“I don’t see anyone. It’s too dark,” she said, her mouth next to my ear once more. “Are you sure?”
I nodded. I didn’t want to tell her what was inside my head had opened up to tell me. “I can feel them. How long is it until dawn?”
“Three hours.”
We huddled in the darkness as I willed time to go faster, praying snatches of the liturgy and the soldier’s prayer for fools.
In the midst of my prayers, Gael’s mouth rested against my ear. She spoke so softly I felt as much as heard it. “I hear footsteps in the grass.”
She tensed beside me, a coiling of muscle that presaged violence. Bolt, hiding behind the next tree a couple of paces away, would be watching. Now I heard the steps as well, a shuffling gate through the grass to brush aside any twigs that might give them away.
A distant snap, a cascading crash of something falling through a tree, broke the heavy silence, and I heard the muffled sound of footsteps, a lot of them, pounding away. I let a trembling breath loose and pulled its twin into my lungs.
“Don’t move,” Gael whispered in my ear. “They’re not all gone.”
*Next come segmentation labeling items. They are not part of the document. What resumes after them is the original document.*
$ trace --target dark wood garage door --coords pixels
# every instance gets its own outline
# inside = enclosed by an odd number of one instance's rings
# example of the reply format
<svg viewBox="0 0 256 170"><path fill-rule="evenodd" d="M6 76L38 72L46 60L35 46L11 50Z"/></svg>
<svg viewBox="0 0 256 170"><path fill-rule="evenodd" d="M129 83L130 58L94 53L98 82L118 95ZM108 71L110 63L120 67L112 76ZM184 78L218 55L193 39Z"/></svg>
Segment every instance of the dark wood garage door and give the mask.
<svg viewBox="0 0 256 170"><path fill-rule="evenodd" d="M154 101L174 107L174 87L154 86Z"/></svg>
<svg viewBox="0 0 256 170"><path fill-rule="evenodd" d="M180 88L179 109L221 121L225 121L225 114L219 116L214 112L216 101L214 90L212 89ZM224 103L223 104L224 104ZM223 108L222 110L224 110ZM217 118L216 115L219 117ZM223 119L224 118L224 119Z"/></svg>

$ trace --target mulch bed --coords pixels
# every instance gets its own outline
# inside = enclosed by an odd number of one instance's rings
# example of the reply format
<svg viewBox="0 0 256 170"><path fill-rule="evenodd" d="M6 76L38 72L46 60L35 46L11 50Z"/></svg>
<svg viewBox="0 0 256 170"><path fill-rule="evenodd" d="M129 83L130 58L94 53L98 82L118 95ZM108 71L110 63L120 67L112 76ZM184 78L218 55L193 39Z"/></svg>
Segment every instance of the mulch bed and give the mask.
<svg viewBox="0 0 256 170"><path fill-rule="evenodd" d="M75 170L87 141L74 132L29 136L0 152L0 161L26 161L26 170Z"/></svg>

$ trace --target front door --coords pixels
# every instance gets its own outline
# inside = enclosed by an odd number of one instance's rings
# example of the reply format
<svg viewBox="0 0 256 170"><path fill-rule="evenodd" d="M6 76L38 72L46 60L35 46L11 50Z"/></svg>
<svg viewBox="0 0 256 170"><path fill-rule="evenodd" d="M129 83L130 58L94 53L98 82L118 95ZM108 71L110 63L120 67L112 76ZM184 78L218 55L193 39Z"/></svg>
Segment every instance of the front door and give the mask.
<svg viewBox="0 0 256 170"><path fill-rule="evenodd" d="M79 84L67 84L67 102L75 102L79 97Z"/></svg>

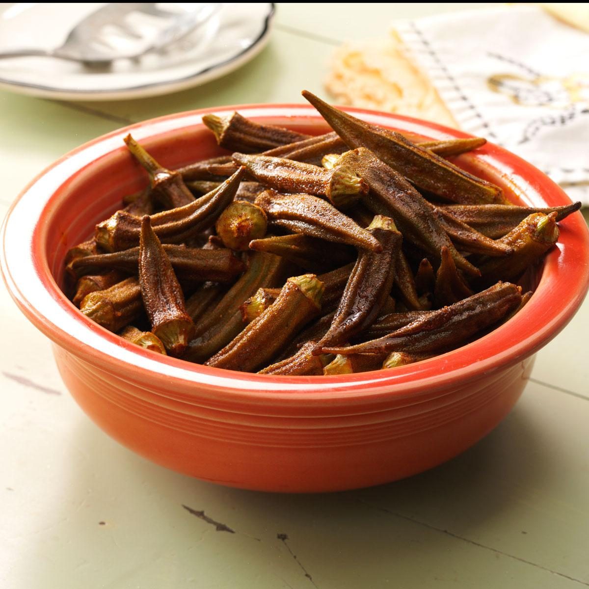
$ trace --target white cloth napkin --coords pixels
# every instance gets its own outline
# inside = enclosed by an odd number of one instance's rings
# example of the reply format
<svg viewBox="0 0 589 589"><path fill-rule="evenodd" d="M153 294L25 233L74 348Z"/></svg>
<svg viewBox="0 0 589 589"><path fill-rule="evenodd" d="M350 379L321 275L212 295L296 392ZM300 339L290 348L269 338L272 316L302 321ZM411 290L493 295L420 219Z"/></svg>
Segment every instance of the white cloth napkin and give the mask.
<svg viewBox="0 0 589 589"><path fill-rule="evenodd" d="M535 6L395 23L464 130L589 205L589 35Z"/></svg>

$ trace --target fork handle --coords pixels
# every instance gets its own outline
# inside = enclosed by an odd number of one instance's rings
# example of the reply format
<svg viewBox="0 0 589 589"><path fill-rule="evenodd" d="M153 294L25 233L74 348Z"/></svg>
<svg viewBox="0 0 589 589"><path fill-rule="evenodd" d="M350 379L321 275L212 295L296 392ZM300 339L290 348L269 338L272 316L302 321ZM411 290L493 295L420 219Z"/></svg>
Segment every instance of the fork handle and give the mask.
<svg viewBox="0 0 589 589"><path fill-rule="evenodd" d="M11 49L0 51L0 59L4 58L33 57L57 57L58 59L67 59L68 61L82 61L79 58L70 57L67 54L61 52L59 49L51 51L47 49Z"/></svg>
<svg viewBox="0 0 589 589"><path fill-rule="evenodd" d="M29 56L55 57L53 52L45 49L11 49L0 51L0 59L4 57L27 57Z"/></svg>

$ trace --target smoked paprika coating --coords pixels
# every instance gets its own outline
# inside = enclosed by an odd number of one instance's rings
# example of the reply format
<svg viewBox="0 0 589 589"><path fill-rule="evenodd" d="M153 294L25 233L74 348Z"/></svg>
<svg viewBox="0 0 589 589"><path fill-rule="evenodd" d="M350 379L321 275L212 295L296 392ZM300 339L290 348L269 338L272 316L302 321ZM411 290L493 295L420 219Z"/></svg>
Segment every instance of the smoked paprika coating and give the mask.
<svg viewBox="0 0 589 589"><path fill-rule="evenodd" d="M271 226L373 252L382 249L366 229L329 203L310 194L281 194L266 190L258 196L256 204L264 210Z"/></svg>
<svg viewBox="0 0 589 589"><path fill-rule="evenodd" d="M125 137L125 143L149 174L152 194L166 209L181 207L194 200L192 193L184 184L181 174L168 170L158 164L131 135ZM137 210L137 206L138 204L135 204L135 206L128 212L137 215L136 213L132 211ZM144 214L150 213L146 211Z"/></svg>
<svg viewBox="0 0 589 589"><path fill-rule="evenodd" d="M205 365L249 372L265 366L321 311L323 285L314 274L289 278L274 303Z"/></svg>
<svg viewBox="0 0 589 589"><path fill-rule="evenodd" d="M392 219L377 215L368 230L382 246L382 251L360 250L333 317L331 326L313 353L324 347L348 341L378 316L388 297L402 237Z"/></svg>
<svg viewBox="0 0 589 589"><path fill-rule="evenodd" d="M342 159L368 183L370 191L362 199L365 206L394 219L404 240L438 259L445 246L458 267L470 276L479 275L452 245L431 205L391 166L363 147L346 151Z"/></svg>
<svg viewBox="0 0 589 589"><path fill-rule="evenodd" d="M350 148L367 148L418 187L455 203L503 202L498 186L465 172L401 134L365 123L306 90L303 95Z"/></svg>
<svg viewBox="0 0 589 589"><path fill-rule="evenodd" d="M498 282L482 292L444 307L383 337L348 347L326 347L326 353L430 353L462 345L477 332L496 323L521 302L521 289Z"/></svg>
<svg viewBox="0 0 589 589"><path fill-rule="evenodd" d="M218 188L200 198L150 216L151 227L160 241L181 243L214 224L223 209L231 203L245 173L240 168ZM118 252L139 244L141 221L118 211L96 226L96 241L107 252Z"/></svg>
<svg viewBox="0 0 589 589"><path fill-rule="evenodd" d="M184 294L147 215L141 220L139 282L151 330L171 356L186 349L194 329Z"/></svg>

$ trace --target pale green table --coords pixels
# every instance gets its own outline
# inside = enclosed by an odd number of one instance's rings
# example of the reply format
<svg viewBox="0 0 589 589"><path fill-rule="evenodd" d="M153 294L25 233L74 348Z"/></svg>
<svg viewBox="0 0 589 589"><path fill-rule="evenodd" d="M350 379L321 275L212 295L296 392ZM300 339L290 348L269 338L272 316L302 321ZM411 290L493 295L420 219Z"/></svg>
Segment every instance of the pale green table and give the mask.
<svg viewBox="0 0 589 589"><path fill-rule="evenodd" d="M177 111L301 102L303 88L323 93L342 41L464 6L279 5L262 54L200 88L119 103L0 92L0 213L84 141ZM4 287L0 306L2 589L589 585L589 300L474 448L408 480L312 496L200 482L119 446L75 404Z"/></svg>

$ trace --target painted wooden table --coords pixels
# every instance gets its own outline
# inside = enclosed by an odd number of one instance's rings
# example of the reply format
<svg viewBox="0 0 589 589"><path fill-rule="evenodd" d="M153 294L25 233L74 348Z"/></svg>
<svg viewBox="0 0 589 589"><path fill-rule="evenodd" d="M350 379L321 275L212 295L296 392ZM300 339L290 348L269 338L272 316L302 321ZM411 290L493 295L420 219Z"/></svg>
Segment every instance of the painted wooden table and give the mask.
<svg viewBox="0 0 589 589"><path fill-rule="evenodd" d="M258 57L170 96L68 104L0 92L2 216L29 179L88 140L177 111L302 101L303 88L323 93L341 41L465 5L335 6L279 5ZM122 448L70 398L49 342L4 286L0 313L2 589L589 585L589 300L475 447L408 480L310 496L217 487Z"/></svg>

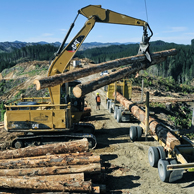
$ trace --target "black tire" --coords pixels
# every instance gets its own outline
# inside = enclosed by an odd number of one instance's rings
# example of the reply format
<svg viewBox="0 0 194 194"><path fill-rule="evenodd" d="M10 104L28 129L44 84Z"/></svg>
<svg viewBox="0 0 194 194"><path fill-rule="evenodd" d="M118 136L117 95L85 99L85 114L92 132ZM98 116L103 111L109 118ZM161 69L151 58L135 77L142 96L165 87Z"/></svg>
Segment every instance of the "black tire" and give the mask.
<svg viewBox="0 0 194 194"><path fill-rule="evenodd" d="M148 150L148 159L149 159L149 163L150 163L150 166L152 167L157 167L158 165L158 160L159 160L159 151L156 147L149 147L149 150Z"/></svg>
<svg viewBox="0 0 194 194"><path fill-rule="evenodd" d="M157 147L158 151L159 151L159 156L160 156L160 159L166 159L166 153L164 151L164 148L162 146L158 146Z"/></svg>
<svg viewBox="0 0 194 194"><path fill-rule="evenodd" d="M163 182L169 182L170 171L167 171L167 165L169 165L168 160L160 159L158 161L158 174Z"/></svg>
<svg viewBox="0 0 194 194"><path fill-rule="evenodd" d="M117 122L120 123L122 118L121 109L117 109Z"/></svg>
<svg viewBox="0 0 194 194"><path fill-rule="evenodd" d="M131 126L129 130L129 137L132 141L135 141L137 139L137 130L135 126Z"/></svg>
<svg viewBox="0 0 194 194"><path fill-rule="evenodd" d="M13 147L16 149L23 148L24 144L21 140L16 140L15 142L13 142Z"/></svg>
<svg viewBox="0 0 194 194"><path fill-rule="evenodd" d="M115 106L114 108L114 118L117 119L117 110L118 110L118 106Z"/></svg>
<svg viewBox="0 0 194 194"><path fill-rule="evenodd" d="M140 140L143 133L143 129L140 126L137 126L136 130L137 130L137 139Z"/></svg>
<svg viewBox="0 0 194 194"><path fill-rule="evenodd" d="M89 149L94 148L95 145L96 145L95 140L93 138L87 138L87 139L88 139L88 147L89 147Z"/></svg>

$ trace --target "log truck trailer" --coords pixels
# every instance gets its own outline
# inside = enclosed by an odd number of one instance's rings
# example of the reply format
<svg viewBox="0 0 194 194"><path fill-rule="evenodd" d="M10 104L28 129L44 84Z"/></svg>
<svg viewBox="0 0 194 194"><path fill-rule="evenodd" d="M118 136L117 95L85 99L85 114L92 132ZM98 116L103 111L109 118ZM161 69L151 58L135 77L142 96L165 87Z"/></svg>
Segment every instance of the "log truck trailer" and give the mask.
<svg viewBox="0 0 194 194"><path fill-rule="evenodd" d="M79 14L88 20L83 28L64 48L66 40L74 27ZM153 35L147 22L127 15L119 14L100 5L89 5L78 11L78 14L71 24L61 46L55 53L51 62L48 76L63 73L70 70L70 61L92 30L96 22L134 25L143 27L142 42L139 47L139 54L145 54L148 61L151 61L149 54L149 40ZM149 29L151 35L148 36ZM75 98L72 93L79 81L49 87L50 102L48 98L21 98L17 104L5 105L4 116L5 129L8 132L25 132L25 135L18 136L13 141L13 147L21 148L29 144L49 143L53 141L64 141L76 138L88 138L92 147L96 145L96 138L92 134L94 127L90 124L79 123L84 109L84 98ZM79 133L81 132L81 133Z"/></svg>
Footsteps, a solitary pair, continued toward us from the other side of the tree. The moment he stepped around the trunk, he would see us. Gael curled into a crouch without making a sound, her legs coiled beneath her.
I groped for a dagger, though how I would be able to use it in the darkness, I had no idea. The footsteps stopped. The air filled with restrained violence. One sound from our attacker would bring the rest. Gael gathered herself, waiting.
The footsteps moved away, slowly at first but gathering speed.
After a few moments, Gael resumed her place at my side. “Don’t move,” she whispered. “I don’t know how good their hearing is.”
About an hour later, my heart resumed its normal rhythm and I dozed until someone nudged me awake.
“Let him sleep for a few more minutes,” I heard Gael say.
“He’s going to want to see this, yah?” Rory’s voice came from right beside me. “I’ll get Mirren.”
I stood up, my hands shaking from too little sleep and the rush of fear, but I didn’t see any immediate threats. “What’s he talking about?” I looked around. “Where’s Bolt?”
Gael shook her head.
Rory came back with Mirren in tow. Erendella and Herregina followed, each with a pair of hulking guards looming protectively over them. “Hurry, before they move,” Rory said.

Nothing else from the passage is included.